View Full Version : Commandant aims to stabilize a busy Corps

11-08-05, 05:38 PM
Commandant aims to stabilize a busy Corps

By Christian Lowe
Times staff writer

The formation of a new Marine special-operations unit. The integration of Marine and Navy tactical aviation. An ongoing major reorganization of combat units in the active-duty and Reserve force. It's all happening at a time when Marines are rotating every seven months into combat.

And it sure doesn't make the job of commandant of the Marine Corps look easy.

On top of all that, the service faces a looming equipment crisis that could cost billions to solve while it still has to pay the tab for new military construction, growing personnel costs and replacements for much of its rotary-wing aviation fleet and Amphibious Assault Vehicles.

Nevertheless, the Corps' top leader, Gen. Mike Hagee, remains upbeat, saying he's steering the Corps in the right direction for today's fight and preparing the service for the enemies of the future.

"The only thing we know for sure is that we're really not very good at determining what, in fact, is going to happen" in the future, Hagee said during a wide-ranging interview Nov. 2 with Marine Corps Times reporters and editors.

"We're probably not going to get it right, but we surely don't want to get it really wrong."

Here are some of his thoughts on other issues, edited for clarity and length:

Q. What's your analysis of the effects of operational tempo on the Marine Corps, for both the active and the Reserve, and is there room for some modification of deployment schedule of seven months out, seven months back?

A. There's always room for modification if we can find a better way to do it. I mean, that's easy. We want to do what is effective, and we want to be right by the individual Marine.

As you know, it is the battalions and squadrons by and large that are rotating on a seven-month rotation. It's not the division, the [Marine Expeditionary Force] headquarters, the group headquarters - they are all over there for one year. That gives you the stability.

In my discussions … every single Marine I've talked with has said we've got [the rotations] right. Please continue this. Do not change it.

Q. How could you allow Marines more time back home?

A. Number one, you reduce the number of forces that you have over there. That's obviously going to give you a longer dwell time back.

Last year at this time, we had over 30,000 troops there. This year, we have 23,000. Last year at this time, we had nine maneuver battalions over there. This year, we have six maneuver battalions.

Last year at this time, we had two relatively small Iraqi security force battalions. This year, we have a division of Iraqi security force battalions.

[The Iraqis aren't bad] at the squad level, pretty good at the platoon level. Some of them can operate at the company level. Very few of them can operate at the battalion level, and it will probably be some time before they can operate at the battalion level, at least the way we would operate.

But you know what? To do the job they have to do, they don't have to operate like we do at the battalion level.

Q. Are you considering any further changes to the TacAir integration plan, including the deactivation of 4th Marine Aircraft Wing tactical aviation squadrons?

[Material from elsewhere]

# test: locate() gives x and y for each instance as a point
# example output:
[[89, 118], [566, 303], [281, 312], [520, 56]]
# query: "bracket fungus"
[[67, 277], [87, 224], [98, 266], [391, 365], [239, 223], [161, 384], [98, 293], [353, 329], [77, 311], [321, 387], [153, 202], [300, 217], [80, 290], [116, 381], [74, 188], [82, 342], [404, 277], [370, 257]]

A. [Tactical] aviation is in the Marine air-ground logistic team; that is what makes us so powerful, and that's what makes us a Marine Corps. I mean, it's integral, absolutely integral to what we are.

On Reserve aviation, we're always looking at … how we can provide the most effective capability for the nation. Then ... we need to look within the Marine Corps - the force structure will be part of that - looking inside the Marine Corps on how we can provide the best Marine Corps for the dollars.

We are looking at the Reserve force. I have tasked the commander of the Marine Corps Reserve to come back to me and tell me, based on what we know today and where we are going, how should the Marine Corps, not just Marine Corps Reserve aviation, but how should the Marine Corps Reserve be structured? And is there something that we could do similar to what we did in the [Force Structure Review Group] where we stood down some Reserve artillery battalions and stood up some Reserve anti-terrorism battalions.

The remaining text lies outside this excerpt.